The concert at the historic Royal Albert Hall in London received four out of five stars. Caroline Sullivan (The Guardian) felt the trio indulged the crowd with a throwback to the 60s. She writes, "With the Albert Hall full to capacity with old fans (and one or two young ones, possibly lured by their anomalous 1968 psychedelic movie Head), the Monkees are free to indulge themselves. They play 40 songs, including vaudeville numbers that involve zany voices and walks".

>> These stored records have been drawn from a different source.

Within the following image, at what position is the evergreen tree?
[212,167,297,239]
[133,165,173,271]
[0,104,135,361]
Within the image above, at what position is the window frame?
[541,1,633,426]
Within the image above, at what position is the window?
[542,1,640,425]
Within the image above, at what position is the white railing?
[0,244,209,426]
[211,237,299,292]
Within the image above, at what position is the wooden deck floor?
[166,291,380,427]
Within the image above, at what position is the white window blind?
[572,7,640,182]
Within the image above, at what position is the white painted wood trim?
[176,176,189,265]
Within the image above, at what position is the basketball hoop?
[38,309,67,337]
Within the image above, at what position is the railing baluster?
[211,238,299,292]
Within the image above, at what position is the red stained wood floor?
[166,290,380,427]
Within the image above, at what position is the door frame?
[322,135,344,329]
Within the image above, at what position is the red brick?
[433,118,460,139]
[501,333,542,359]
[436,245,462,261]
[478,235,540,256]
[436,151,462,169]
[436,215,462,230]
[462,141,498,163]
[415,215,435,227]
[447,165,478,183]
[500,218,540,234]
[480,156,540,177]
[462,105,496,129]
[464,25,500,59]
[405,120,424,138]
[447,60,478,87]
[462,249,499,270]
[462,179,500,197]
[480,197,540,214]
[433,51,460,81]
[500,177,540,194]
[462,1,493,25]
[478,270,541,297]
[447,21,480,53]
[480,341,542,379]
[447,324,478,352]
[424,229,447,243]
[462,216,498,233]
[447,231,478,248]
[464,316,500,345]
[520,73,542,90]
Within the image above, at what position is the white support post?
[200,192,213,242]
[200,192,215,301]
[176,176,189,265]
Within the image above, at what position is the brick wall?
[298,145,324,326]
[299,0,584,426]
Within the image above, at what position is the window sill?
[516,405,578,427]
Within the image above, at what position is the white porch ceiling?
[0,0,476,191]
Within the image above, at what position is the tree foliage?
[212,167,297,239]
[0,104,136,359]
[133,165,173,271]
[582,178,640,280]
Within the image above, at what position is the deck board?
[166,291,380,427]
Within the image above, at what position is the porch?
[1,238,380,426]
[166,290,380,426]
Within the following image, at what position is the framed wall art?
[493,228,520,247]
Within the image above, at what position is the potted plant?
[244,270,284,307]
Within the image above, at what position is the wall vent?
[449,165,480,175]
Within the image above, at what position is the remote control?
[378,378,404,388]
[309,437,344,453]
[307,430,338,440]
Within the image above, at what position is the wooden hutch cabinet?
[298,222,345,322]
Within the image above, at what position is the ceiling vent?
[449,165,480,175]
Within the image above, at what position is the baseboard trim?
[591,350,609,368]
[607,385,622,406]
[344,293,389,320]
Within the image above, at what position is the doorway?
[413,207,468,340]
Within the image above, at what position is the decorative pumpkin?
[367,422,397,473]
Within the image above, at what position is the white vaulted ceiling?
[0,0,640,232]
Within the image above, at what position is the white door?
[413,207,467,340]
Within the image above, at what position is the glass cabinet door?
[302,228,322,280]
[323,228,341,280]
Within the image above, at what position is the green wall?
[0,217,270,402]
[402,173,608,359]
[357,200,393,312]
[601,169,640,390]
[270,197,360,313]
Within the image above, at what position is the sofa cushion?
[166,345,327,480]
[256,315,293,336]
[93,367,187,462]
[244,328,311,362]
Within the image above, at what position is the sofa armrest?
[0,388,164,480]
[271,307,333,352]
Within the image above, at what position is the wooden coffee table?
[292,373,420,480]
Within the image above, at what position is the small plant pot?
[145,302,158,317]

Further praise came from Simon Price (The Independent). He thought the concert at the Royal Concert Hall was a "crowd-pleasing performance". He explains, "Almost apologetically, they run through the reassuring hits to happy-clappy acclaim. As Jones, Dolenz and Tork lap up the applause, most of the hall is relieved they finally played "Daydream Believer". Me, I'm thinking I need to buy Head immediately. Either way, everyone's happy. And yes, they do walk the walk. As, in many senses, they always did".